Whether adding it to quinoa bowls, placing it in sandwiches, or tucking it into pita pockets, this slaw has become a lunchtime essential. White wine contributes a balancing acidity but in a gentle way that keeps it from veering into the realm of a pickle. Cumin and dill seeds inject a herbaceous complexity, while the peppers and carrots hold a lovely sweetness. This slaw is both earthy and crunchy. Say hello to your new favorite pantry staple. (See photo.)

4 pounds carrots (about 6 cups julienned)

2 orange bell peppers

2 red fresno peppers

1 tablespoon cumin seeds

1 teaspoon dill seeds

3 cups plus 2 tablespoons white wine vinegar, divided

6 garlic cloves

2 tablespoons kosher salt

1 tablespoon sweet paprika

1 tablespoon crushed red pepper flakes

1 teaspoon ground cinnamon

3 cups dry white wine

Makes 6 pints

Assemble the canning stations as described on pages 5–7, steps 2–4. At the food preparation station, wash the carrots and peppers under cold running water.

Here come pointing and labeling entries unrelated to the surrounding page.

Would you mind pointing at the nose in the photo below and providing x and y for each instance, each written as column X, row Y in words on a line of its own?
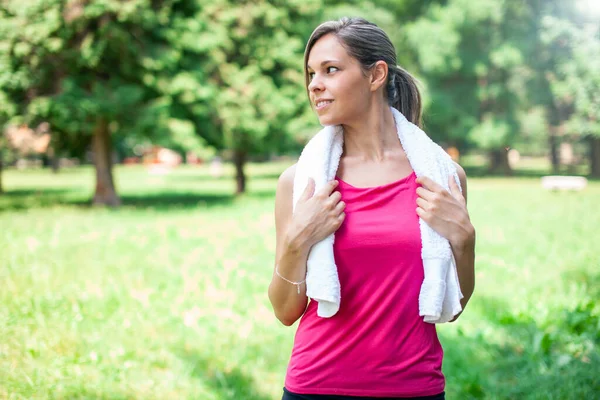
column 315, row 85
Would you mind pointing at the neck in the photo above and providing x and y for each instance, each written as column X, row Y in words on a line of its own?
column 371, row 135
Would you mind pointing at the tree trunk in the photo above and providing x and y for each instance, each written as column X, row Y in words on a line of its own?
column 53, row 160
column 239, row 159
column 594, row 156
column 101, row 145
column 1, row 188
column 499, row 162
column 552, row 143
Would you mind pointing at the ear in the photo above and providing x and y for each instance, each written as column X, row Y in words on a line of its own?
column 379, row 74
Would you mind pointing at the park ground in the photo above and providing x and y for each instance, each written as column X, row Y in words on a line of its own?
column 166, row 297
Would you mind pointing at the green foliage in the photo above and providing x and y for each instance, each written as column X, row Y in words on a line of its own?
column 166, row 297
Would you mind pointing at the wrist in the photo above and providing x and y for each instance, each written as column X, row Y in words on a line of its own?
column 465, row 240
column 296, row 242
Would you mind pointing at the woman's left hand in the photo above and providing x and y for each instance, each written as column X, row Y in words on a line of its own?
column 445, row 212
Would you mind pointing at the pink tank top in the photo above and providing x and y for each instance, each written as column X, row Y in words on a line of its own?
column 377, row 344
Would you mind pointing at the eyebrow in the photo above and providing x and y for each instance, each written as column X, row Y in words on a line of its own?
column 323, row 63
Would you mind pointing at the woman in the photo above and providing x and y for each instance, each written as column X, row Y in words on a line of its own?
column 377, row 345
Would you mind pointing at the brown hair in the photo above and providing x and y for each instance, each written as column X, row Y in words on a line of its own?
column 368, row 43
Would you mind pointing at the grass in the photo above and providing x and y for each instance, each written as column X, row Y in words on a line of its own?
column 165, row 298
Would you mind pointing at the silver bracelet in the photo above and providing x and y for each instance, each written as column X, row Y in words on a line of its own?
column 287, row 280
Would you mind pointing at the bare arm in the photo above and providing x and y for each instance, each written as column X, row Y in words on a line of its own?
column 446, row 212
column 463, row 248
column 290, row 257
column 316, row 217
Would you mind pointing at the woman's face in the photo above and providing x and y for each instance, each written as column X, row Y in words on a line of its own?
column 339, row 91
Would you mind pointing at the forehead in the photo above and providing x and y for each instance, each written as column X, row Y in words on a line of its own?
column 327, row 48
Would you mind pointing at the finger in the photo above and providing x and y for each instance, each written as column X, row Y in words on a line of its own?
column 334, row 199
column 309, row 190
column 430, row 184
column 424, row 204
column 425, row 194
column 455, row 190
column 328, row 188
column 339, row 208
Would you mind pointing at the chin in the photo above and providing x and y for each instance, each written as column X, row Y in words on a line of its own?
column 328, row 120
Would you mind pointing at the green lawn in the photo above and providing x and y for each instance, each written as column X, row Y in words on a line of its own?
column 166, row 297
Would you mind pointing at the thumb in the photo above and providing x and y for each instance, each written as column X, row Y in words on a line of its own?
column 309, row 190
column 454, row 189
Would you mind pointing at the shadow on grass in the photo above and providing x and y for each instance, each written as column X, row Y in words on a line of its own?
column 226, row 384
column 524, row 360
column 482, row 172
column 166, row 201
column 46, row 198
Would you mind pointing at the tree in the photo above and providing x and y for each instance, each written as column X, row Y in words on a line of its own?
column 7, row 111
column 469, row 55
column 252, row 76
column 575, row 80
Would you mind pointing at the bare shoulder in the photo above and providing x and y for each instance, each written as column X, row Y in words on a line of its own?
column 462, row 176
column 286, row 180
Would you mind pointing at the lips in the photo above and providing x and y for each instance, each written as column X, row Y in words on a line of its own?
column 322, row 103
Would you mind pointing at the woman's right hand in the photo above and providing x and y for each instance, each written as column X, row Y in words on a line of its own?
column 317, row 215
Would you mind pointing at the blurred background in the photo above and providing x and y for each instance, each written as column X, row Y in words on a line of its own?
column 140, row 147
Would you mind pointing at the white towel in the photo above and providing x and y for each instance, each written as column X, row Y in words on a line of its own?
column 439, row 299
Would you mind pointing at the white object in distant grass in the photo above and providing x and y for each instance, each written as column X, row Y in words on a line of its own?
column 557, row 182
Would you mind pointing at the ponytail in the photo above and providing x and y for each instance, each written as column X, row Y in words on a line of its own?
column 368, row 43
column 403, row 94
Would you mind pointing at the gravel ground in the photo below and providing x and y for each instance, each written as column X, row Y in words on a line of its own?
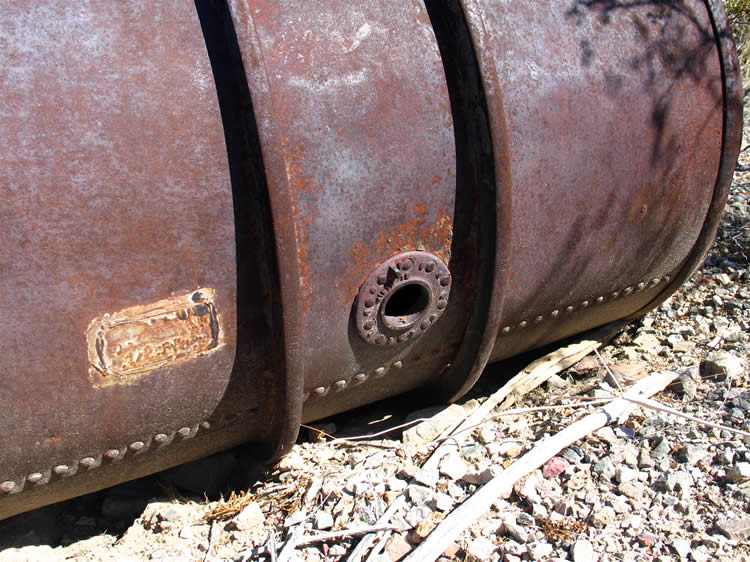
column 658, row 487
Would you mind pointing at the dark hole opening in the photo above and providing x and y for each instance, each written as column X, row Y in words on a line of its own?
column 406, row 304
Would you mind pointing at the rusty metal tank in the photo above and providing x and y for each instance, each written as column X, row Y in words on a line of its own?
column 222, row 219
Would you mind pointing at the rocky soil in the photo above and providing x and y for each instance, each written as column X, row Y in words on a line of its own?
column 658, row 487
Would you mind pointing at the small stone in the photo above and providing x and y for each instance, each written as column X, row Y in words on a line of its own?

Cut the carrots into 3-inch-long matchsticks (see the Chopping Chart). Cut the bell peppers into equal width, about 3-inch-long pieces. Slice the red fresno peppers into 1/4-inch whole slices. Peel and thinly slice the garlic.

In a large, nonreactive saucepan over medium-high heat, toast the cumin and dill seeds until fragrant, and place on a plate. Using the same saucepan, add 2 tablespoons vinegar. On medium-high heat, sauté the carrots, peppers, garlic, and the remaining spices (including toasted cumin and dill) for 10 minutes, until the carrots begin to soften. Add the white wine and the remaining 3 cups vinegar, and bring to a boil over high heat. Once boiling, reduce the heat to the lowest setting.

At the filling station, keep the jars and carrots hot while filling each jar. Using a slotted spoon and funnel, place the pieces into the jar and pack down with a spoon, leaving 1 inch of headspace. Use a heat-resistant pitcher to fill the jars with brine to cover the carrots, leaving 1/2 inch of headspace. Remove the air pockets by gently tapping the jars on a kitchen towel. Add brine if necessary, wipe the rim, and secure the lid. Place the jars in the water bath, covered by 1 inch of water. Once the water is boiling, process for 10 minutes (pages 11–14, steps 7–12).